How do I go about finding the solutions to the following
x^2-6x+25=0
I know the answer is 3-4i and 3+4i
however, I do not know how to go about finding the these solutions
Thanks :)
x^2 - 6x + 25 = 0
Subtract 25 from both sides:
x^2 - 6x = -25
Add 9 to both sides:
x^2 - 6x + 9 = -16
Factor the left hand side:
(x-3)^2 = -16
Take the square root of both sides:
|x - 3| = 4i
Eliminate the absolute value:
x - 3 = -4i or x - 3 = 4i
Add 3 to both sides:
x = 3 - 4i or x - 3 = 4i
Add 3 to both sides:
x = 3 - 4i or x = 3 + 4i
Oh thank you so much
i forgot that when you that the square root of a negative you get the complex #
You are welcome
To find the solutions to the equation x^2 - 6x + 25 = 0, you can use the quadratic formula.
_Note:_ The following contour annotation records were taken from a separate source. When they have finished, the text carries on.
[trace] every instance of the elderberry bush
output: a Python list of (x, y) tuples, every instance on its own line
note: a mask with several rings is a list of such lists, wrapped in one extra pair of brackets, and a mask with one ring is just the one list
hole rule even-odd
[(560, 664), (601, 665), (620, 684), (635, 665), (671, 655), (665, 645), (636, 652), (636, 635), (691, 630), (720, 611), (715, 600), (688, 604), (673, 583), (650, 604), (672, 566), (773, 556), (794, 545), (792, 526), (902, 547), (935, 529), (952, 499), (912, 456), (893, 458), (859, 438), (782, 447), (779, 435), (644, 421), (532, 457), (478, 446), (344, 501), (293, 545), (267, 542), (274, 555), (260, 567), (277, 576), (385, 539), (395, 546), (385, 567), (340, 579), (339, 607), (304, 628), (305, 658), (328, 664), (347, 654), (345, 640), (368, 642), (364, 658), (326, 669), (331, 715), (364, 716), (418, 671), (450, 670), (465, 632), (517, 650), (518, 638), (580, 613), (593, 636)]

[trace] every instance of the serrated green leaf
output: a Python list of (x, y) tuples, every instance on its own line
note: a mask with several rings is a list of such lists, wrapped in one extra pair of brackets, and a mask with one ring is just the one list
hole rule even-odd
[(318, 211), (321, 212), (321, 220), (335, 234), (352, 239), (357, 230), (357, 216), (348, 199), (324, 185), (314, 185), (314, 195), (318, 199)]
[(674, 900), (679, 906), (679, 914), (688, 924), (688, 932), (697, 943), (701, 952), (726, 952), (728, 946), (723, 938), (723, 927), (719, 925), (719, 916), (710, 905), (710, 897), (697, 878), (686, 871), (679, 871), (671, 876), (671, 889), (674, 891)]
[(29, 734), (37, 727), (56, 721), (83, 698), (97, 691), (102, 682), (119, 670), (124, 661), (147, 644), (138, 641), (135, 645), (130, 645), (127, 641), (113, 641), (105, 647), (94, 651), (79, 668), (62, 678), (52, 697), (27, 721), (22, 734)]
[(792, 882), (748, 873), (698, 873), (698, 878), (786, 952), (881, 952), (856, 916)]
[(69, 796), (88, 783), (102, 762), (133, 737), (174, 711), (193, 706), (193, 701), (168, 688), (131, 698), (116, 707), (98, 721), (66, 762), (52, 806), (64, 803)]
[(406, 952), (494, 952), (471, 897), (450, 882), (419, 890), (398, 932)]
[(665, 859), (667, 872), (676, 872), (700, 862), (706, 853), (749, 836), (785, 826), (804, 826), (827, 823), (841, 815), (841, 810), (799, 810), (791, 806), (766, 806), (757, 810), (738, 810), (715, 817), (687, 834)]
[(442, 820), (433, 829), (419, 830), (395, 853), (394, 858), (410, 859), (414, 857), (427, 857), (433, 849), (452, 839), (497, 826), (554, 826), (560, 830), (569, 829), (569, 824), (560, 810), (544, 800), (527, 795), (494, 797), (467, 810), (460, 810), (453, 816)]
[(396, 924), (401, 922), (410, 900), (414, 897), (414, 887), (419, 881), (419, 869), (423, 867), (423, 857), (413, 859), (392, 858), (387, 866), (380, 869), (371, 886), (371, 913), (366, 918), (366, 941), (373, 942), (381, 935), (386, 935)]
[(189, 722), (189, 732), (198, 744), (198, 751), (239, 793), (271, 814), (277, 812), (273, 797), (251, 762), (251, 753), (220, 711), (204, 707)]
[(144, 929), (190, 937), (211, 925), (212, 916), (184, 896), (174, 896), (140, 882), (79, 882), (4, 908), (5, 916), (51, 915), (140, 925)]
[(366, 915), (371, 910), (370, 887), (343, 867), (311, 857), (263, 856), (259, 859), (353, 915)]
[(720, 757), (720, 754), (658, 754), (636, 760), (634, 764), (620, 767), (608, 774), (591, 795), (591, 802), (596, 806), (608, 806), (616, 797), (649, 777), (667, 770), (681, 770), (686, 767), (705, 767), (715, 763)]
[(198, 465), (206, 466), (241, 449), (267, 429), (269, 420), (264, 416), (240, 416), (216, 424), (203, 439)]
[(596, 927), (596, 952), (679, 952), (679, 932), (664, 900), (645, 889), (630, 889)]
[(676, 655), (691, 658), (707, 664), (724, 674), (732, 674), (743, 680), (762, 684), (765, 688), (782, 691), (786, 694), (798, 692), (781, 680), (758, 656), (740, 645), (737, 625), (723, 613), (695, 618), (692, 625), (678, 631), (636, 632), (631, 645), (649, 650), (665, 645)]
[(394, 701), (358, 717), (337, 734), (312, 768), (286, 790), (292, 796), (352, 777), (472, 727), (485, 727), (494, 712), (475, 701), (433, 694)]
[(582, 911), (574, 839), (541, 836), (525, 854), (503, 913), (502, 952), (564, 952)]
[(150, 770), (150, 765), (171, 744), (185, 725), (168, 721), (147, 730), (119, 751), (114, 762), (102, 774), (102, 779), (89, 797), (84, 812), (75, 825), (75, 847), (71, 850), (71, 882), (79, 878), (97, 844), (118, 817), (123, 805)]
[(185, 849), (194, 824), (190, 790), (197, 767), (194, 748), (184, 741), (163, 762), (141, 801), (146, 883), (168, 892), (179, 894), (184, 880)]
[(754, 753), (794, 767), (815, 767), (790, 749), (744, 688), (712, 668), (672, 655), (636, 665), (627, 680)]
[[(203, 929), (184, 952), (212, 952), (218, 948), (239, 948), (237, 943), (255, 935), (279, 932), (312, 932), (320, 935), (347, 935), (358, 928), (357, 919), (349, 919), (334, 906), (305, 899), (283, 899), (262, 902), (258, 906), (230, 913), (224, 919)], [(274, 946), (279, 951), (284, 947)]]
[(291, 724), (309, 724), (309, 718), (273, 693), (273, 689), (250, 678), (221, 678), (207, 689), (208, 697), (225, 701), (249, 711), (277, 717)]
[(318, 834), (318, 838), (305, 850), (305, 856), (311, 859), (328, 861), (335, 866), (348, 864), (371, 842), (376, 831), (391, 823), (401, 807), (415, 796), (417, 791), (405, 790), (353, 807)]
The quadratic formula states that for an equation in the form ax^2 + bx + c = 0, the solutions are given by:
x = (-b ± √(b^2 - 4ac)) / (2a)
In this case, a = 1, b = -6, and c = 25. Plugging these values into the quadratic formula, we get:
x = (6 ± √((-6)^2 - 4*1*25)) / (2*1)
Simplifying further:
x = (6 ± √(36 - 100)) / 2
x = (6 ± √(-64)) / 2
At this point, we have a square root of a negative number, which indicates that the solutions are complex numbers, specifically involving the imaginary unit "i." To simplify the expression further, we can rewrite √(-64) as √(64) * √(-1), which gives us 8i:
x = (6 ± 8i) / 2
Simplifying:
x = (3 ± 4i)
So, the solutions to the equation x^2 - 6x + 25 = 0 are x = 3 - 4i and x = 3 + 4i.